The clinical symptoms are vague and variable and had other several differential diagnoses [10]. Two clinical signs are considered pathognomonic or characteristic to this syndrome which are tenderness elicited while palpating the components of the stylohyoid complex especially at the tonsillar region and the rare presence of a tender bony projection on the ipsilateral submandibular region anterior to the sternocleidomastoid muscle [18].
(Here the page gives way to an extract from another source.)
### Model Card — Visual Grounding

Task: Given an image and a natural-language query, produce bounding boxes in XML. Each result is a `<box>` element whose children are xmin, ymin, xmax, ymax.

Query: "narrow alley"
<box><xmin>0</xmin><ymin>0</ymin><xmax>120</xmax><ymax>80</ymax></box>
History of tonsillectomy or cervicofacial trauma may be typically found in many patients with classic type eagle syndrome due to resultant traumatic scarring and hyperplasia in stylohyoid complex [3,16]. Nevertheless, inherited familial ossification or embryonic ossification or osteoarthritis changes within the stylohyoid complex are all reported as possible etiologies of this syndrome [1,19]. The presence of associated psychological problems is described by some authors [20].

Radiological imaging with computed tomography especially with 3 D reformatted images is considered the optimal method for confirmation of eagle’s syndrome diagnosis [1,21,22], however, Eagle syndrome cases that result from stylopharyngeus muscle calcification may be missed by this type of imaging [5]. In our case, we believe that the length given by the radiologist is the combined length of the left styloid process and the calcified part of the stylohyoid ligament which was 6.7 on the left side.

The diagnosis of this syndrome represents a challenge not only because of its rarity but also due to its vague and heterogeneous symptomatology and several available different differential diagnoses, which include trigeminal neuralgia, glossopharyngeal neuralgia, temporomandibular joint dysfunction, carotidynia, atypical migraine temporal arteritis, salivary gland problems, chronic tonsillitis, pharyngeal tumors, laryngopharyngeal reflux, dental problems, , otitis externa or media, and mastoiditis [5], so diagnosis requires good awareness of this condition together with high index of suspicion, furthermore it might be suspected in those patient having psychiatric problems [6,7,23].

Treatment of this quite rare clinical entity is mainly surgical by excision of the elongated styloid process with or without the calcified stylohyoid ligament and/or elongated hyoid bone via an extra-oral or intra-oral approach [8,24]. Some authors advocated the intra-oral approach for cases with styloid bony process elongation; and the extra-oral approach for ossified stylohyoid ligament or elongated hyoid bone cornu [5]. Naik reported successful treatment of 15 cases of eagle’s syndrome with tonsillo-styloidectomy. [10]. Interestingly, Maru K and Patidar K. reported successful transoral styloidectomy under local anaesthesia in 332 patients with stylohyoid syndrome [25]. Others reported successful treatment of this syndrome with conservative non- surgical modalities including analgesics, pain killers, antidepressants, local injection of local anesthetics and steroids in peritonsillar region and stellate ganglion block [9,26], however, we and other authors do believe that conservative medical treatment provides only a temporary relief and cannot replace surgical treatment [26,27].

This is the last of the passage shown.